Według informacji "Głosu Szczecińskiego", do ataku doszło w jednej z sali kinowych. Świadkowie, przywoływani przez gazetę, informowali o "zakrwawionym osobniku", wybiegającym z jednej z sal.

Policja potwierdziła, że "dwie osoby odniosły obrażenia zadane niebezpiecznym narzędziem". Według mundurowych jest to dwóch mężczyzn w wieku ok. 30 lat. - Jeden z mężczyzn został przetransportowany do szpitala przy Unii Lubelskiej. Drugi był w ciężkim stanie i był reanimowany na miejscu. W stanie krytycznym został przewieziony do szpitala przy ul. Arkońskiej. Od razu trafił na stół operacyjny - powiedziała rzeczniczka pogotowia Paulina Targaszewska, cytowana przez Radio Szczecin.
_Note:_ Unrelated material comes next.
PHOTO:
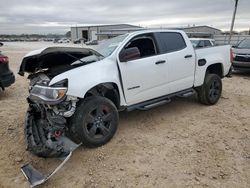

- Policjanci są na miejscu i wykonują czynności mające na celu ustalenie okoliczności zdarzenia i jego przyczyn. Ustalamy i rozpytujemy świadków zdarzenia - powiedziała Irena Kornicz z zachodniopomorskiej policji.

Do ataku doszło po godz. 17.00 na świątecznym filmie. W czasie seansu sala była wypełniona dziećmi.

Funkcjonariusze zatrzymali 26-letniego sprawcę, którego na miejscu obezwładnili widzowie. Napastnik zostanie przesłuchany w poniedziałek w prokuraturze.